The hummingbirds appear to be right on time, with a few early arrivals.
NatureWatch readers have reported sightings in these towns, on the following dates:
April 22 (Earliest thus far) — Williamstown, Michael W.
April 27 — Dalton, Libby W.
April 28 — Windsor, Holly
April 29 — Hancock, Eileen G.; Housatonic, Chuck L.; Tyringham, no name
April 30 — Alford, Tim and Jean R.
May 1 — Dalton, Christine C.; Hancock, Vikki F.; Lanesborough, Hank G.; Pittsfield, Patricia W.; Williamstown, Kathleen M.; (no town), Nancy M.
May 2 — Adams, Paul S.; Dalton, Linda W.; Glendale, Paul C.; Lanesborough, Liz S.; Peru, Debbie E. and Kathi C.; West Stockbridge, Jeff S.
May 3 — Dalton, Henry R.; Pittsfield, Brenda L. and Paula S.; Richmond — Kim M.; Stockbridge, Nancy G.
QUESTIONS FROM READERS
Q: We have a problem very early in the morning — what I assume is a bird pecking at our gutter over our bedroom. I get my broom and tap it out my bathroom window as we live in a ranch home. Do you think there is a nest up there?
— Paula R.
A: I suspect that it is a woodpecker using your rain gutter(s) as a sounding board to amplify its attempt to attract a mate or to announce its territory. In much earlier times, woodpeckers often searched out hollow trees that would better intensify their “drumming” to advertise their territory or at this season to attract a mate. Usually, the males initiate the drumming, but females are known to answer back also by drumming.
Drumming is the woodpecker’s song. And to this end, they will drum on stop signs, metal posts, flag poles and, now, even TV satellite dishes. In the early days of television, they would drum on rooftop antennas. And pity the homeowner with a metal roof that the amorous male woodpecker has discovered.
When we lived next to Dalton’s Main Street Cemetery, we had to put up with a woodpecker drumming on the No Dogs Allowed sign inside the Willis Street entrance.
Q: We have a robin that keeps repeatedly crashing into our window, literally dozens of times per day. Any suggestions on how to stop it?
— Michael F.
Q: Why do small sparrows keep attacking our side-view mirror on the driver’s side? It is only when the car is in the driveway.
— Peter, North Adams
A: About the same time as hummingbird arrivals, I get questions about birds repeatedly smashing into windows.

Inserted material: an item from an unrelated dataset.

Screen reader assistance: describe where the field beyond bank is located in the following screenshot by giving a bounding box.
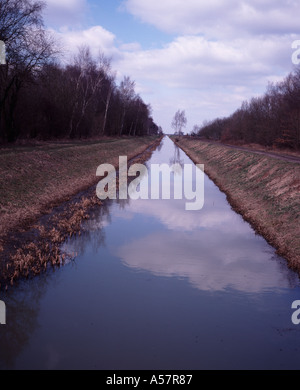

And it seems that most often, it is an American robin or the northern cardinal, although, sometimes it is a song sparrow. Just be happy it is not a wild turkey!
First, do not bother purchasing plastic owls or snakes. They will not help one bit. And don’t confuse these ideas for preventing birds from one-time collisions. The idea is to stop the reflection for birds nesting nearby.
I suggest Glass Wax applied and left on all windows that bother the species during the nesting season. Other suggestions are to hang cloth screening over the window, or if you have outside blinds, close them. Temporarily suspend painter’s lightweight plastic drop cloth over the windows. Or be inventive and come up with your ideas for covering up a window temporarily.
Not only do windows reflect and cause bird attacks, but automobile hubcaps, bumpers and side-view mirrors. As for the mirrors, a bag over the protrusion will stop that and a quick coating of car wax will protect the shiny wheel adornments. The song sparrow is often noted for this and probably is nesting in a nearby shrub along the driveway. The bird, and most often the male, sees its reflection and tries its best to chase itself away, thinking it is an intruder. Another idea is if you only have a mirror on the driver’s side, rather than pull in, back in.
Q: What would have filled a new birdhouse to the top with branches so nothing can get in or out? I was hoping to have bluebirds. Nothing can even get in now.
— Marie, Stockbridge
A: There is only one bird that I know of, and that is the tiny house wren. The species will cut down on competition by doing its best to destroy other bird’s nests, even if it means filling a nest box with twigs.